The 200/50 Word Challenge
I have been keeping up with George Saunders’ Story Club religiously. It’s been a great biweekly reminder of how to read closely, includes writing exercises to do, and provides an active and interesting community to interact with. I wanted to share one of the writing exercises because I found it challenging and frustrating and meaningful for me. George has also shared this exercise in his book A Swim in a Pond in the Rain.
The exercise is a flash fiction piece of 200 words, but it can only contain 50 unique words. For example, if you wrote, “His arm rested lightly on the table,” you have used 7 unique words. You can use these words again. Your second sentence might be, “The table was set and his fingers rubbed lightly against the wood.” You re-used the, table, his, and lightly. The rest count as new unique words, so now you’re at 14 unique words. You only have 50 unique words to use in the 200 word piece. This is a timed, 45 minute exercise.
One strategy that was suggested is to make a list of words you’ve already used to keep track of your 50 unique words. It worked pretty well for me.
So here’s what I ended up writing:
Rain draped the forest. A protective covering of trees softened the sadness above ground. People walked under the trees, and the trees spoke in their shadows. There were hushed whispers as people passed in sadness, while joyful cackles followed those who spoke in rainbows.
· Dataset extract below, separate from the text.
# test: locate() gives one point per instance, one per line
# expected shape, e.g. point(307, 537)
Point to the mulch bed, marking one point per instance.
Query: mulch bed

The trees did this for years to keep track of those who were protective of the forest. People who passed in sadness walked in both shadows and whispers, while those who passed in joy, walked above the ground with softened steps. Years passed, and people walked, until there were no more trees. There were no more shadows, no more whispers or cackles from the trees. The trees were hushed, while the people spoke to both above and under the ground. People walked above stumps for years, until rain and rainbows draped the stumps and hushed the sadness under the ground, until trees followed the stumps above ground.

Here’s what my document looked like when it included my word list.
Some observations I had about the process:
- I only made it to 151 words before my 45 minutes was up. It was really hard towards the end trying to think of new things to say without using new words.
- It was hard to keep track of the words at first, but by about 20 minutes in, I had a good working knowledge of my 50-word bank.
- It was ridiculously hard to keep a story going using only a small number of words. It made me think very closely about what I wanted to say and how I could say it within the confines of the exercise.
- I found myself trying to say something, not having the words to say it, and going back to edit what I’d previously written to see if I could delete any unique words to free up an extra space in my list of 50.
- I think I made this harder than it should have been because I decided to use my January monthly creative writing prompt as fodder instead of just letting myself do what came naturally.
I really liked this exercise, even though it was so hard, because it made me appreciate word choice and the importance of figuring out what I actually wanted to say. When I couldn’t figure out how to say it, I was forced to either say something different or modify something else I’d written. It has made me appreciate word choice on a whole new level.
I’d like to try this exercise again sometime so see if it’s any easier without a prompt in mind already. Let me know if you try this and how it went!
Now that is a tough challenge. Kudo’s to you for doing it.